32-bit Linux is basically dead at this point. The upcoming Ubuntu 20.04 now only maintains packages for running 32-bit software on 64-bit. I believe Fedora is doing the same. Right now running 32-bit Linux is like running 32-bit Windows 10. It exists, but you're best off pretending it doesn't.Rachael wrote:Furthermore, it is a kind of system that would probably benefit from using 32-bit rather than 64-bit. But the processor sounds like it can support both, so you can try both of them and see which one runs better for you. In my experience running Linux on old systems - just because it supports 64-bit doesn't mean it works best with 64-bit. You really have to try both and see which work better.
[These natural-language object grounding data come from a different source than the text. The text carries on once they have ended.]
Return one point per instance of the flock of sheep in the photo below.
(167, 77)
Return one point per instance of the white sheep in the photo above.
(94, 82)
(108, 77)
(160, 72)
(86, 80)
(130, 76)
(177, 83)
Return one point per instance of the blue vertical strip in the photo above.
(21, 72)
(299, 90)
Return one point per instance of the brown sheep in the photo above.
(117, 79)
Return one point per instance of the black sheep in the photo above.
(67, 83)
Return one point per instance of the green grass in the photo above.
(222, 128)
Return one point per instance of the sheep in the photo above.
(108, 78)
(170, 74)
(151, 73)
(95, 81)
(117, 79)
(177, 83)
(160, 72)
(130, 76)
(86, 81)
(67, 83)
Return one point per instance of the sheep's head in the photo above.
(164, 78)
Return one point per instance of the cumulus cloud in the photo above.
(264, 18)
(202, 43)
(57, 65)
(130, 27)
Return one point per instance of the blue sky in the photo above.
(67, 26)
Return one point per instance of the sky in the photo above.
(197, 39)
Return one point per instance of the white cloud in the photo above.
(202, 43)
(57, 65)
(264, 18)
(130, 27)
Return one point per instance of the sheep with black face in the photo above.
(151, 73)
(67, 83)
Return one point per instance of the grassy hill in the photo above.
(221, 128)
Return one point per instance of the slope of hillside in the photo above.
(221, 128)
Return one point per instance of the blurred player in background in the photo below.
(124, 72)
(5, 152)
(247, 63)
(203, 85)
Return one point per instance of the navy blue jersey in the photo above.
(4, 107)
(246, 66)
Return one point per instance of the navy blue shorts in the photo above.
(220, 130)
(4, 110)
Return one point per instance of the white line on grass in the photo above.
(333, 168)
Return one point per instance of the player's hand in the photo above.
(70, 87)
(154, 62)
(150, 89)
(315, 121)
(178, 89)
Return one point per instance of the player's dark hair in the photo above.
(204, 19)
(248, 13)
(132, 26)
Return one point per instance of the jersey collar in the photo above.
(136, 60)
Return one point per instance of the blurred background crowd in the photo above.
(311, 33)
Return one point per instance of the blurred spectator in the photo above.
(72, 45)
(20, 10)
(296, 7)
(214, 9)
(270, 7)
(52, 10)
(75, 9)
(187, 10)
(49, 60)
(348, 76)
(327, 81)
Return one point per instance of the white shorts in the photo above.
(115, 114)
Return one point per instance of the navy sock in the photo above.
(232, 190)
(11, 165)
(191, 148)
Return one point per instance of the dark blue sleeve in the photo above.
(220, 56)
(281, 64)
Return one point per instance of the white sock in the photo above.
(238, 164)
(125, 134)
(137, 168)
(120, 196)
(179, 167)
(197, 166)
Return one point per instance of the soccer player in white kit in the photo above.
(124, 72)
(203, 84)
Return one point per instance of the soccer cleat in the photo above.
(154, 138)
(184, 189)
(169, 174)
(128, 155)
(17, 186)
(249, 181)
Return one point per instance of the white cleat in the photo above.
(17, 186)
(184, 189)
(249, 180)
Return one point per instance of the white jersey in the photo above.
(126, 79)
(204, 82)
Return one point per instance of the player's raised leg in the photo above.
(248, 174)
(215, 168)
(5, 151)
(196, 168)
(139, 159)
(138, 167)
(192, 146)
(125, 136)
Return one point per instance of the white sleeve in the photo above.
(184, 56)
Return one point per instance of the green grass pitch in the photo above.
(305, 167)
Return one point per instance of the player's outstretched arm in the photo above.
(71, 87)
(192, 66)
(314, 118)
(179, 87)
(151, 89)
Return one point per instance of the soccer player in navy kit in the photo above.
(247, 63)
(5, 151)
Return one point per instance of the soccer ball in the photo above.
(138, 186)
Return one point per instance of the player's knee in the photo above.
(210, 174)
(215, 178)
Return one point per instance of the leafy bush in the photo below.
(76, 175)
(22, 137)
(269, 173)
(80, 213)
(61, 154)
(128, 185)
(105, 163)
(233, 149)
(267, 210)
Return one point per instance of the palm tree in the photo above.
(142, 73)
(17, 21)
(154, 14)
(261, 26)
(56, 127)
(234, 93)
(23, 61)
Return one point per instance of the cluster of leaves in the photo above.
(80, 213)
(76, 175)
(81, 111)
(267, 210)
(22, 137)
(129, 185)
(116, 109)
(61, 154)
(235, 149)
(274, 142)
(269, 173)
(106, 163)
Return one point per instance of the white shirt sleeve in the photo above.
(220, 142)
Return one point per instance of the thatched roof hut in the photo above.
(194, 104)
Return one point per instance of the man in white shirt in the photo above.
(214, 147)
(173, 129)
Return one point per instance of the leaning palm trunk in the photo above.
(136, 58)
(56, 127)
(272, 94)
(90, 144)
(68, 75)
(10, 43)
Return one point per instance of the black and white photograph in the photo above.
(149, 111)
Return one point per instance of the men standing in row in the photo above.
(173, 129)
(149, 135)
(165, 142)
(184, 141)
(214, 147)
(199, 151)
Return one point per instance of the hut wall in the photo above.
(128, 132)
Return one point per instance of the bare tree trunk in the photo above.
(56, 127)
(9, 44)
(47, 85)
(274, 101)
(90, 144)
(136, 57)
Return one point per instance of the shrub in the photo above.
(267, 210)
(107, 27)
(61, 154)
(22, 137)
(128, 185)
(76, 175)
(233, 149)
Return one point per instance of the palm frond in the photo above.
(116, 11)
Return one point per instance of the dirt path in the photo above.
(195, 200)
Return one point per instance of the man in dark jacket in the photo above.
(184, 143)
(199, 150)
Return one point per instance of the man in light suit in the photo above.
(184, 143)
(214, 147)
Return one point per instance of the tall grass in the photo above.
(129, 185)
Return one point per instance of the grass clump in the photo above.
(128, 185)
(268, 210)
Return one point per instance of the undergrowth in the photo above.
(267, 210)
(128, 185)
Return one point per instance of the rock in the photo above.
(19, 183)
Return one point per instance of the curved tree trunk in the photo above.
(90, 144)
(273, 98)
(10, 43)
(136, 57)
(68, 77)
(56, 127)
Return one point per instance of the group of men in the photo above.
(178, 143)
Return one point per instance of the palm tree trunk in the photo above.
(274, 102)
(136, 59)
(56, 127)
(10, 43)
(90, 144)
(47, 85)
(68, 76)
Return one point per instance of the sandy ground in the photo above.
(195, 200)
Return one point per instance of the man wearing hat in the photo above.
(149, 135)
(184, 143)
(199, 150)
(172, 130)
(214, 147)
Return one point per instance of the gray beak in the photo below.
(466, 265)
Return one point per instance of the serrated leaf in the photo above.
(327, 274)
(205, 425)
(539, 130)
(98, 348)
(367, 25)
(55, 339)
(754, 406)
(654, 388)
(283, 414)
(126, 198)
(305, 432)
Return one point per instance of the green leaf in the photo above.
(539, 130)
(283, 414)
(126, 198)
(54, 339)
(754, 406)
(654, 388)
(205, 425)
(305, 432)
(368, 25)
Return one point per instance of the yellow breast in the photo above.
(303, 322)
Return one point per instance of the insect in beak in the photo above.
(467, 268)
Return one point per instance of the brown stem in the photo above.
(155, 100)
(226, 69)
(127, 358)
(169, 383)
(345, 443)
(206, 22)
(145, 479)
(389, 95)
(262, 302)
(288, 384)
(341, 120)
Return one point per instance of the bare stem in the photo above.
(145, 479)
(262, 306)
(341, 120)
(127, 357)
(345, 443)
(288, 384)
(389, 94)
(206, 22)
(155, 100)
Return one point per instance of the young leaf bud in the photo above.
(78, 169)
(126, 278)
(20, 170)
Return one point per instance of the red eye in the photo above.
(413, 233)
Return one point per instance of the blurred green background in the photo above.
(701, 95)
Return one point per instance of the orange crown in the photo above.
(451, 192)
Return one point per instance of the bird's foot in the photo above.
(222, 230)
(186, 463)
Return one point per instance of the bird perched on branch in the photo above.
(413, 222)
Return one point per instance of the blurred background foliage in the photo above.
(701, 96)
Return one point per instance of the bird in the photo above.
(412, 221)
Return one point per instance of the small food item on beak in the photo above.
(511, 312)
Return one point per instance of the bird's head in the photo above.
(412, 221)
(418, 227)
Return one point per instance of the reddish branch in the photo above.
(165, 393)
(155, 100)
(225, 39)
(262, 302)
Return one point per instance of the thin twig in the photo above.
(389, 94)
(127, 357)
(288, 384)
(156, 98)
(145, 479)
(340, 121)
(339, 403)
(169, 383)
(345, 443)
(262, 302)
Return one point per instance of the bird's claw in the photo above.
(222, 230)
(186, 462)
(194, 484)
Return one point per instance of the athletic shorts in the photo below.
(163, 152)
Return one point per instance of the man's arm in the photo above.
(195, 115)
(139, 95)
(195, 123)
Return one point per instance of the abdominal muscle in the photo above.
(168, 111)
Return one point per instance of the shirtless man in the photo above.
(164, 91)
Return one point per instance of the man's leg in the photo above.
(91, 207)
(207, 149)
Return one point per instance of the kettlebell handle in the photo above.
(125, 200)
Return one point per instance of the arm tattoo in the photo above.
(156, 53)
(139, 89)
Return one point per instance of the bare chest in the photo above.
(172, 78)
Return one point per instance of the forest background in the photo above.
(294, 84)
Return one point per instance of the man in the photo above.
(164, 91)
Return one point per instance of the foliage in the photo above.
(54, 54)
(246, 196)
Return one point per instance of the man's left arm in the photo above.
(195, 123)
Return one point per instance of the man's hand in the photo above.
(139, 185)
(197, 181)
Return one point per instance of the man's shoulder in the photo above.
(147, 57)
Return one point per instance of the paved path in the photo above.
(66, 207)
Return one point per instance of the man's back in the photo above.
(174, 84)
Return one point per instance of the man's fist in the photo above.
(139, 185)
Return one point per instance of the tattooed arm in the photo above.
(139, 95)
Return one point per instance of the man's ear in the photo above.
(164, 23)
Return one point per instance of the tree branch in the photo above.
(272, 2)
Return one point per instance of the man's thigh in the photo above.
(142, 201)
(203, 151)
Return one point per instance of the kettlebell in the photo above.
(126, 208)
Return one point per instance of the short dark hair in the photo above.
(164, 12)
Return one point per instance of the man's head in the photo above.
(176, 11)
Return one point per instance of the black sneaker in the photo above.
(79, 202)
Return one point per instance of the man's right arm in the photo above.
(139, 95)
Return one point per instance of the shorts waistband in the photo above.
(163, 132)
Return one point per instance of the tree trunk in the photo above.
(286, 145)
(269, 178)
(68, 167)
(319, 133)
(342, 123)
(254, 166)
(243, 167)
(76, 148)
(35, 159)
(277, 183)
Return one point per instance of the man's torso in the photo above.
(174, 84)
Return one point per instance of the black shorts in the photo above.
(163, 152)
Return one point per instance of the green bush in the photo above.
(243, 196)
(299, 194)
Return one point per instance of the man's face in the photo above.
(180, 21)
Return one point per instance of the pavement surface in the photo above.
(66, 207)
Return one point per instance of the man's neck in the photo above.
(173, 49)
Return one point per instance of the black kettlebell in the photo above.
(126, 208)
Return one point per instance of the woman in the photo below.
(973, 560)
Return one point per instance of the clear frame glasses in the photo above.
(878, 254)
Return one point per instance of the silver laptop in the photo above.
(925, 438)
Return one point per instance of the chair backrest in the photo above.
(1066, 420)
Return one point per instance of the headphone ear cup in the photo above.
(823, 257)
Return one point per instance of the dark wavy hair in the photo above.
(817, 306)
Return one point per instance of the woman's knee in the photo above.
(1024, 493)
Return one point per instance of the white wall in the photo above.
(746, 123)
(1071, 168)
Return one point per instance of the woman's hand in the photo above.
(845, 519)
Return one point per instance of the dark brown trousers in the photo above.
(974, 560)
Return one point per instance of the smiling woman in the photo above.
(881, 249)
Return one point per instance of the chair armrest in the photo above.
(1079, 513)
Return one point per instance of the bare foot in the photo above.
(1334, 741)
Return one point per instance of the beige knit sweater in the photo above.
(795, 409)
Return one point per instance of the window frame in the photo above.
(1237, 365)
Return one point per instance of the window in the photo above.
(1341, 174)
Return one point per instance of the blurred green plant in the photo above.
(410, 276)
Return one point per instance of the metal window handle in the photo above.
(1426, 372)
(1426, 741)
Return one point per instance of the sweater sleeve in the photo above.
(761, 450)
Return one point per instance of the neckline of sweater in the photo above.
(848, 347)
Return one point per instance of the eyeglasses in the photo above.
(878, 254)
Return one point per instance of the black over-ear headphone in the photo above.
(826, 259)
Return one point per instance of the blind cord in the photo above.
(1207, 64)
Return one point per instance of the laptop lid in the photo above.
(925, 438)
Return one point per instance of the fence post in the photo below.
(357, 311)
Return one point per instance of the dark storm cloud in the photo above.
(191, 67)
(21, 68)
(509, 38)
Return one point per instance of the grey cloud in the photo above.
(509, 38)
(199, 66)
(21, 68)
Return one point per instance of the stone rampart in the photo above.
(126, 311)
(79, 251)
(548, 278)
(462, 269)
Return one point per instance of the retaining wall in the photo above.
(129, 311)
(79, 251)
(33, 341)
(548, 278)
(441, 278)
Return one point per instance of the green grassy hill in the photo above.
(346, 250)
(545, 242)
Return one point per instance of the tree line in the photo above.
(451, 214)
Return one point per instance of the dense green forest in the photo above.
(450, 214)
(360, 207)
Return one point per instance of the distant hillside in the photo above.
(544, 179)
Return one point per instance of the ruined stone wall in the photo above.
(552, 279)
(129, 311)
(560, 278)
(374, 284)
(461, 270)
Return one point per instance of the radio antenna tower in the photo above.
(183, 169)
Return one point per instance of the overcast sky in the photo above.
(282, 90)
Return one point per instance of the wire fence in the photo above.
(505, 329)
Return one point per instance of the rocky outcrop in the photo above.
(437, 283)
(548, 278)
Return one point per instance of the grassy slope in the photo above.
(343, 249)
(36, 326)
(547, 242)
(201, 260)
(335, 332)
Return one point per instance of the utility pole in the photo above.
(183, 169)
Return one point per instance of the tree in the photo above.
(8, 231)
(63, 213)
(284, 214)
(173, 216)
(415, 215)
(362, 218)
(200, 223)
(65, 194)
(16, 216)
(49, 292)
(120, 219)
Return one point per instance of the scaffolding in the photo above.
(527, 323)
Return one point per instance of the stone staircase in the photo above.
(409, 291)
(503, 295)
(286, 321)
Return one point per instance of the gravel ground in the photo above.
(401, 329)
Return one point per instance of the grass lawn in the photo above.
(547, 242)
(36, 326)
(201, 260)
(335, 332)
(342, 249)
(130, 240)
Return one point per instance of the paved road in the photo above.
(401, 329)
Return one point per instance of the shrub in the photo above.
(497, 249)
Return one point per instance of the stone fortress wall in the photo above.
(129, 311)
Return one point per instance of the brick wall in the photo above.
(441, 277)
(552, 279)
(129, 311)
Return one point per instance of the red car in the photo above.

With that out of the way, if the laptop is capable of running 64-bit Linux with Xfce or LXDE it should work fine. KDE would likely run fine as well. Distros like Ubuntu should still have an easy way to install the nvidia legacy driver for that GPU. It should have enough memory for a strictly development machine and using a web browser for documentation. The Core 2 will definitely feel slow compared to modern CPUs, but it's usable. Generally speaking it's similar spec to my Thinkpad T61 and I ran Kubuntu on there up to about 16.04. Can't say it was limiting what I could do, but my Broadwell based laptop easily runs circles around it.
If you are going to find another machine I would highly recommend either an AMD or Intel GPU. Nvidia's Linux drivers are acceptable, but notably degraded experience compared to the open source drivers from AMD and Intel. Optimally you want an GCN 2nd gen or newer AMD since that's the driver that gets the most attention.